DETROIT, EUA (Reuters) - A Chrysler informou ter registrado perdas líquidas de aproximadamente 4 bilhões de dólares desde que anunciou falência no ano passado, mas acrescentou que obteve lucro operacional no primeiro trimestre e está no rumo certo para equilibrar as contas em 2010.

Por Soyoung Kim e David Bailey

DETROIT, EUA (Reuters) - A Chrysler informou ter registrado perdas líquidas de aproximadamente 4 bilhões de dólares desde que anunciou falência no ano passado, mas acrescentou que obteve lucro operacional no primeiro trimestre e está no rumo certo para equilibrar as contas em 2010.

A montadora norte-americana divulgou nesta quarta-feira prejuízo líquido de 197 milhões de dólares no primeiro trimestre, mas lucro operacional de 143 milhões de dólares e fluxo de caixa positivo, como resultado de amplos cortes de custos efetuados durante sua falência em 2009.

No entanto, os prejuízos acumulados desde que saiu da falência com financiamento do governo dos Estados Unidos em junho, e com a empresa sob controle gerencial da italiana Fiat SpA, demonstraram a permanente pressão enfrentada pela Chrysler.

A empresa que vem lutando para estabilizar as vendas no mercado norte-americano ao mesmo tempo que se apressa em tornar mais eficiente sua antiga linha de veículos, de elevado consumo de gasolina.

A Chrysler informou perda líquida de 3,8 bilhões de dólares de 10 de junho até o fim de 2009.

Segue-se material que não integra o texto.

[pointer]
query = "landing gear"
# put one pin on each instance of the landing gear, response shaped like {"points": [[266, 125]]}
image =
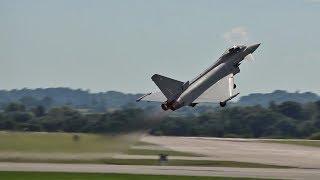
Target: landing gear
{"points": [[193, 104], [164, 107], [223, 104]]}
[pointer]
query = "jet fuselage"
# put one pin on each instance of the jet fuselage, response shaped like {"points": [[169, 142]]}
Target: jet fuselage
{"points": [[227, 64]]}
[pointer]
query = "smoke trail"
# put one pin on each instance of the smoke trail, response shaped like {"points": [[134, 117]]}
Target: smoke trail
{"points": [[237, 35]]}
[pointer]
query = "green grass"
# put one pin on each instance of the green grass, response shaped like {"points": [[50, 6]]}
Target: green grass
{"points": [[314, 143], [63, 142], [157, 152], [152, 162], [97, 176]]}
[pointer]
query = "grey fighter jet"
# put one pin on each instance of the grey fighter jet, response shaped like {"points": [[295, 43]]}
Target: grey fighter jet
{"points": [[215, 84]]}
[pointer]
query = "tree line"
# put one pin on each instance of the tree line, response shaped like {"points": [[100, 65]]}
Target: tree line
{"points": [[285, 120]]}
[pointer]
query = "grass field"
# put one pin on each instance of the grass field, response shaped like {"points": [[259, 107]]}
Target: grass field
{"points": [[64, 142], [97, 176]]}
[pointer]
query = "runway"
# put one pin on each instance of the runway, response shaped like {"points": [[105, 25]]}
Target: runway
{"points": [[166, 170], [243, 150]]}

Para a analista Rebecca Lindland, da IHS Global Insight, a montadora fez "um trabalho muito bom no lado do balanço financeiro do negócio", incluindo o reforço à sua posição de caixa.

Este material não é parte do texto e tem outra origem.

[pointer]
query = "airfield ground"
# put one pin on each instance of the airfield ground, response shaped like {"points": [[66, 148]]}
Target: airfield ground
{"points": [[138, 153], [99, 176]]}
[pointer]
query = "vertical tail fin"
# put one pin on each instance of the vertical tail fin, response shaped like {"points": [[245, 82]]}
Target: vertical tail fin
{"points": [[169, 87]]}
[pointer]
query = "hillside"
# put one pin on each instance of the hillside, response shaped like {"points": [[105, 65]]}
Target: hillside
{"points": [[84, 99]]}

"Mas no que se refere à parte do produto no negócio, a Chrysler continua patinando e precisa agir sobre esse aspecto imediatamente", afirmou Lindland.

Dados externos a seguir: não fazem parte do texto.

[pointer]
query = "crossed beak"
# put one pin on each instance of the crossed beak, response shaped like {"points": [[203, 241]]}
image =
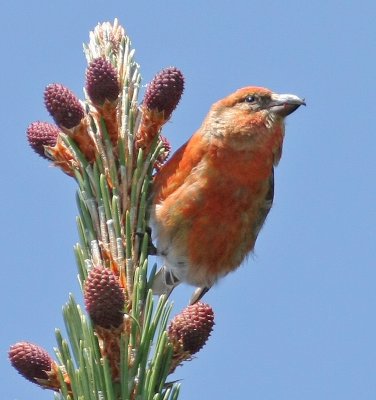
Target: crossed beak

Trazer o lucro de volta à Chrysler, empresa criada há 85 anos, poderia abrir caminho para a Fiat fazer uma oferta pública inicial de participação no capital da montadora dos EUA, que estava no negativo antes do financiamento de cerca de 14 bilhões de dólares dado pelo governo americano.

O Tesouro dos EUA ficou com uma fatia de 8 por cento da empresa.

A retomada da Chrysler também é crucial para o plano do executivo-chefe Sergio Marchionne de separar as operações da montadora de carros Fiat das divisões do grupo industrial italiano que fabricam tratores e caminhões.